Word count (3/3)

Overview

In first part and second part, I shared with you my learning project in which I learned more about TestDrivenDevelopment(TDD) and improved my Python skills. Whole project was inspired by: https://ccd-school.de/coding-dojo/#cd8.

I will always share one part in one article, but you can easily see whole project in my gitlab repository

Whole code is written in Python (version 3.9.8). Code base is validate with pylint and flake8. Test are run by pytest and also sonar is in place.

Part VII.

In this step I add Optionally an index of all counted words is printed. Sample usage:

$ wordcount -index
Enter text: Mary had a little lamb
Number of words: 4, unique: 4; average word length: 4.25 characters
Index:
had
lamb
little
Mary
$

The index option should list all the words counted. So I need to do at least two things. First, save and return all counted words if they are required. And then decide after listing the input arguments. Finally I save all the counted words in the selected_words list. If Index is True, the list is returned, otherwise not.

WORD_PATTERN = "[a-z-A-Z]*"
def simple_word_count(input_value_text, index=False):

    selected_words = []
    for word in lines:
        if len(word) > 1 and re.match(WORD_PATTERN, word).endpos > 0:
            if word not in stop_words:
                selected_words.append(word)
        # ...

    if index:
        return count, unique_count, result_avg, sorted(selected_words, key=str.lower)

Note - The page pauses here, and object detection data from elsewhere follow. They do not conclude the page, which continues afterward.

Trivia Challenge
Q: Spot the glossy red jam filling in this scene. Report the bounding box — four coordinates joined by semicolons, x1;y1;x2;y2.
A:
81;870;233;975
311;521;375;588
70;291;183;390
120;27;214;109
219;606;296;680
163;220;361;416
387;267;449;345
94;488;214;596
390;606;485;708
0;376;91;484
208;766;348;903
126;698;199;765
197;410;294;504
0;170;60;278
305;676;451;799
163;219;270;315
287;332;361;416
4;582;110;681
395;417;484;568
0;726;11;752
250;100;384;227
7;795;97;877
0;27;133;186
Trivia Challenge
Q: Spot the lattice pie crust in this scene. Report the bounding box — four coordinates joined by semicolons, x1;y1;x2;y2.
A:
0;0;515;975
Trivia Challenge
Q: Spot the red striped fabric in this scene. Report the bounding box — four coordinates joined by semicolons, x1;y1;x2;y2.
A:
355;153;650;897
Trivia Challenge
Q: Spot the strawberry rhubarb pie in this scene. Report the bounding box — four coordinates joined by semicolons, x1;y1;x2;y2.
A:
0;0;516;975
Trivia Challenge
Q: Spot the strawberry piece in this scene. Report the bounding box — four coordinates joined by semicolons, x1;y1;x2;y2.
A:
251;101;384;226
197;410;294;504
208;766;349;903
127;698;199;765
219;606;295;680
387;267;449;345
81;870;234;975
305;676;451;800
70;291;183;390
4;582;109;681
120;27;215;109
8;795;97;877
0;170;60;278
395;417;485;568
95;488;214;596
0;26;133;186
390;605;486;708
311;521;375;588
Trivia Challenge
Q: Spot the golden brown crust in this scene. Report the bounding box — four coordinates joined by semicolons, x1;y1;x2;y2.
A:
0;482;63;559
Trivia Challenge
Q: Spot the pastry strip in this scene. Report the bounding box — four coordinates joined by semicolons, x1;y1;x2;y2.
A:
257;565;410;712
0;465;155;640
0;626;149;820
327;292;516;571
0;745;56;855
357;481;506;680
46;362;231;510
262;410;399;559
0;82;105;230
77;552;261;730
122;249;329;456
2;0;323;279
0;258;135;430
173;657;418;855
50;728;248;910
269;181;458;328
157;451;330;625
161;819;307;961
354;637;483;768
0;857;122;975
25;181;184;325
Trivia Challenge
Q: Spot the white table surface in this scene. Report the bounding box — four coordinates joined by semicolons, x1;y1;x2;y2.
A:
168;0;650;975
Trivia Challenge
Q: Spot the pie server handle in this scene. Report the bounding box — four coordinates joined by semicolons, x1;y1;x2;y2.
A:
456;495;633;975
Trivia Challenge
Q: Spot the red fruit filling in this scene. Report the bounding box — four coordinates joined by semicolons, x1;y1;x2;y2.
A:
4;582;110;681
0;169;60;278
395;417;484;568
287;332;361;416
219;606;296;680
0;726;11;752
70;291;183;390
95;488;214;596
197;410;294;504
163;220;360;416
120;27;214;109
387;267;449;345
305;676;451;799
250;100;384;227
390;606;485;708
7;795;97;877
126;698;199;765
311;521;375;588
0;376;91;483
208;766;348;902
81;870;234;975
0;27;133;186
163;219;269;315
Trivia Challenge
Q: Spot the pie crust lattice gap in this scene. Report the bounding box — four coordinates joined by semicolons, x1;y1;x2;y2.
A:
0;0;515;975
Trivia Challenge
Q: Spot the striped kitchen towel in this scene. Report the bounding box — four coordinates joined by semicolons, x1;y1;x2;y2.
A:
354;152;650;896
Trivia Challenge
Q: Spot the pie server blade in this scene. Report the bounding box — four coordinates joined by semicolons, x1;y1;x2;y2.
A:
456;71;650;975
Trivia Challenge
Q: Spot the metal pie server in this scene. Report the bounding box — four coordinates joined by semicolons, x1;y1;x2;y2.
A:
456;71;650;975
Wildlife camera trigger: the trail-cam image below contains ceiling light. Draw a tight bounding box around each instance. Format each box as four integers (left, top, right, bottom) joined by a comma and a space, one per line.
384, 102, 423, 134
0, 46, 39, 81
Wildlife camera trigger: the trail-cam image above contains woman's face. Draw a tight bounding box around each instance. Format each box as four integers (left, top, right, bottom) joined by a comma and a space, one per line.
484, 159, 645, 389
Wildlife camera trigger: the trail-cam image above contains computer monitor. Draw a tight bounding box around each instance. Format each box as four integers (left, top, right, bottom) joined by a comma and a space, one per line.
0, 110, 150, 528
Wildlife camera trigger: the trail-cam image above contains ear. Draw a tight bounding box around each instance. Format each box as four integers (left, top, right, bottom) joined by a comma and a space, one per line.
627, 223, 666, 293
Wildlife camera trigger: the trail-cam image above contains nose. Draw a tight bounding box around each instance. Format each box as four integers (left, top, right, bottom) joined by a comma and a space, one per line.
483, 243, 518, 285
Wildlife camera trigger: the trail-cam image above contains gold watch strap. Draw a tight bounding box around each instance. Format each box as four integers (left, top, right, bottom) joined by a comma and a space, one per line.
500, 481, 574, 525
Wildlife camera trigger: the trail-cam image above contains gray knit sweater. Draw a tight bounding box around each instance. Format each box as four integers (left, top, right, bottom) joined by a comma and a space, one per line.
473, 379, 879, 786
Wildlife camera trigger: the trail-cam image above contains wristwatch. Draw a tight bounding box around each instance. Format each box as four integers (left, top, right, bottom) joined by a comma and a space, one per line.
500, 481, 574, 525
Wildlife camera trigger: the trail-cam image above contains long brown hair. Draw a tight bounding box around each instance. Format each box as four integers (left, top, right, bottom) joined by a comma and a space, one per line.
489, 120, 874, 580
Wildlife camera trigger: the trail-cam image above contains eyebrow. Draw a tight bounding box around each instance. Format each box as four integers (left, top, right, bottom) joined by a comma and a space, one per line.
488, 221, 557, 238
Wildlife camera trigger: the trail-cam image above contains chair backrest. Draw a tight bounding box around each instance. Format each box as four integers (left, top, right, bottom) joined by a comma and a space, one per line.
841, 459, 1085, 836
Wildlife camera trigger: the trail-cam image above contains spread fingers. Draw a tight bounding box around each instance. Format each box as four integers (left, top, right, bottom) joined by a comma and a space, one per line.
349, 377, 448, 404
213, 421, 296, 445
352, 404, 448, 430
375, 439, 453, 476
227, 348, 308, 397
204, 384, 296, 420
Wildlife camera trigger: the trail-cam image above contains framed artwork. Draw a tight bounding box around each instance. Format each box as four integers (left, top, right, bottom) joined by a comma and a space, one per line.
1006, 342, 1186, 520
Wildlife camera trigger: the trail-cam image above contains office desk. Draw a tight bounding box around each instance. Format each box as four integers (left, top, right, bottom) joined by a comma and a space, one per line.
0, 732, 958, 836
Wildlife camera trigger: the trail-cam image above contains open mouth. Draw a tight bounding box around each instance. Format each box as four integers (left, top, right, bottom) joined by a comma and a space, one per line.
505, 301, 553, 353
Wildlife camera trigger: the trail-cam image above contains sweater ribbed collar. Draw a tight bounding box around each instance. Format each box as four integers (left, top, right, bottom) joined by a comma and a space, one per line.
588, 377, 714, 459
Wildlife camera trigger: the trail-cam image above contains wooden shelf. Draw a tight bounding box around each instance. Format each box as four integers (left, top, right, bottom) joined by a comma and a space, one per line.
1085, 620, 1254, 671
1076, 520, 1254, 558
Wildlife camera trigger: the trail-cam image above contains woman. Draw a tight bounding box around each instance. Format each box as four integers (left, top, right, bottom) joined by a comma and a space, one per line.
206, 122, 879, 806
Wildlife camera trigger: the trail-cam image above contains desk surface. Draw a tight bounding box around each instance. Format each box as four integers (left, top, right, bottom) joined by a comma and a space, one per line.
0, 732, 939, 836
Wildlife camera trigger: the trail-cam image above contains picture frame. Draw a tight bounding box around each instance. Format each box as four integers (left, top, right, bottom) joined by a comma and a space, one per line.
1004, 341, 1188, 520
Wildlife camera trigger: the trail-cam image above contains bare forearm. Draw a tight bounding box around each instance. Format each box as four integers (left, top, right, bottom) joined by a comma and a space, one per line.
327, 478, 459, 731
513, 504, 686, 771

    return count, unique_count, result_avg, None

More interesting is the main method, where I need to check whether all arguments are valid or not. If they are valid, they should be run with the correct parameters. All the work is done by a useful library getopt

import getopt

def get_opts_args(argv):
    try:
        opts, args = getopt.getopt(argv, shortopts="hd:", longopts=["help", "index"])
    except getopt.GetoptError:
        write_help()
        sys.exit(2)
    return args, opts


def main(argv):
    args, opts = get_opts_args(argv)

    stdio_workflow(args)

But how to test input parameters that users enter manually into the console? As always, the patch from the previous examples can help me here. I can even redirect not only the standard output, but also the standard input and test the console arguments correctly.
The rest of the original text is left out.